The project Sowing Sustainability seeks to strengthen community and collective enterprises of agroextractivist women in Amapá, through ongoing training focused on management systems for production processes, territorial governance and entrepreneurship. The initiative is coordinated by International Institute of Brazil (IEB), with investment from JBS Fund for the Amazon and of the Partners for the Amazon Platform (PPA); and institutional partnership of Bioversity/CIAT Alliance and of the Cooperative of Agroextractive Producers of Bailique and Beira Amazonas – Amazonbai.
Approximately 80% of Amapá's area is covered by forests and more than 73% of its territory are Protected Areas such as Conservation Units, Indigenous Lands and Quilombola Territories, where extractivists, indigenous people, quilombolas, artisanal fishermen and riverside dwellers live.
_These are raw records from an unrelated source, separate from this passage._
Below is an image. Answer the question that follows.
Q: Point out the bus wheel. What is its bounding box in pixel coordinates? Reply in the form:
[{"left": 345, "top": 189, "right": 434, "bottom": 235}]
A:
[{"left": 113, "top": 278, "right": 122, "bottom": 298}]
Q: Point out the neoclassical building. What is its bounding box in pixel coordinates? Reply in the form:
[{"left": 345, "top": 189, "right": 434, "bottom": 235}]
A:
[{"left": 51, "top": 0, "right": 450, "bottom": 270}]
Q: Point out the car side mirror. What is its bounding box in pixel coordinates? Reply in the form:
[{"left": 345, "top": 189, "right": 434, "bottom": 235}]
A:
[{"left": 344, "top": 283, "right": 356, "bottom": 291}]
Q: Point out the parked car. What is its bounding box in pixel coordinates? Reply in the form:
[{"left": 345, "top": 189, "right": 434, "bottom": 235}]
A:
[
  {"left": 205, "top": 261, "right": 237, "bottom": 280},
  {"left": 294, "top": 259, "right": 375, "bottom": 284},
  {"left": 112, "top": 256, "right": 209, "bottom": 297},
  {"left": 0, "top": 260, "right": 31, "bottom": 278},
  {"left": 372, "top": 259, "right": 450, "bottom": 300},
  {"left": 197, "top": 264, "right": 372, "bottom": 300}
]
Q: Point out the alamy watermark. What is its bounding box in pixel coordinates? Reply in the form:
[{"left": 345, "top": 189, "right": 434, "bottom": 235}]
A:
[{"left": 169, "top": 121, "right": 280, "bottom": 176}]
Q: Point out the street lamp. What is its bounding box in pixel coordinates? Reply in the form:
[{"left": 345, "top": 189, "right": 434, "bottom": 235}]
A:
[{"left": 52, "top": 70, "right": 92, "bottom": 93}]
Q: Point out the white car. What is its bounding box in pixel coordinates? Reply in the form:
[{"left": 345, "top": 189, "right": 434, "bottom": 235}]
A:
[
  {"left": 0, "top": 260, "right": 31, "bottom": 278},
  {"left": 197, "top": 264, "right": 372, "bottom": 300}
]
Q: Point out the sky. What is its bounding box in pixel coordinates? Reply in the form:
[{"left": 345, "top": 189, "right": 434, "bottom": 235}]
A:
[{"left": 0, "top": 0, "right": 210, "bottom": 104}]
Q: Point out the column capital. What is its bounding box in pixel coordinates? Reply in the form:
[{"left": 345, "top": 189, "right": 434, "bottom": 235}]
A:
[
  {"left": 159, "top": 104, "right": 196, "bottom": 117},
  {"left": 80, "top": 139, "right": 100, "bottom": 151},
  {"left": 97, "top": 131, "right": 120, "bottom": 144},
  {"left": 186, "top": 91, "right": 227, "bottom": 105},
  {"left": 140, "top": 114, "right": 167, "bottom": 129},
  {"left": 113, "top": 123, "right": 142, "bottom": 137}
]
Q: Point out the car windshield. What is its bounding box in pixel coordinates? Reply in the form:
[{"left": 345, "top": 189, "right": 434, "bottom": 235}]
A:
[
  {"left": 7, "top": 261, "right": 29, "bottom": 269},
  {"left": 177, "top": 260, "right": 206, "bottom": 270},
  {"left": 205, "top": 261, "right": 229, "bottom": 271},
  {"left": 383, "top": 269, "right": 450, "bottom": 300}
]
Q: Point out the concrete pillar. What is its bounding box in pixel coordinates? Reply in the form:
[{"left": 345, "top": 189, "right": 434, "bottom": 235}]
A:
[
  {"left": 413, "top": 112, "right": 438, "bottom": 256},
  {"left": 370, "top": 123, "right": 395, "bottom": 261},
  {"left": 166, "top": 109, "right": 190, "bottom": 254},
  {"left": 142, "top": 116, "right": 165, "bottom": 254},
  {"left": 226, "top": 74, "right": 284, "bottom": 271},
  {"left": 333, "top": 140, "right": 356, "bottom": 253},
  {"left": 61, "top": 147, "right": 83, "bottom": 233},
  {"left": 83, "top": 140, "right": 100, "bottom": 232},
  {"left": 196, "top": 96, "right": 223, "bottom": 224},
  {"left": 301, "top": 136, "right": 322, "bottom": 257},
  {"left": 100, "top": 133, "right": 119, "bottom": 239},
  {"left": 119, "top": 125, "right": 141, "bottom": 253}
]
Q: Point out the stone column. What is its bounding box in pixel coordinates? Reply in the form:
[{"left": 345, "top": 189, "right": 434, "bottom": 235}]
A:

Despite being the most preserved state in the Amazon, Amapá is under pressure from activities such as illegal logging, grain agribusiness, extensive livestock farming, mining activities and oil extraction.
Sociobiodiversity stands out as a theme that characterizes the productive vocation in the State, a context in which the exploration of non-timber forest products, carried out by traditional peoples and communities, is gaining increasing importance and is presented as an alternative for maintaining the forest standing, environmental conservation and socioeconomic development.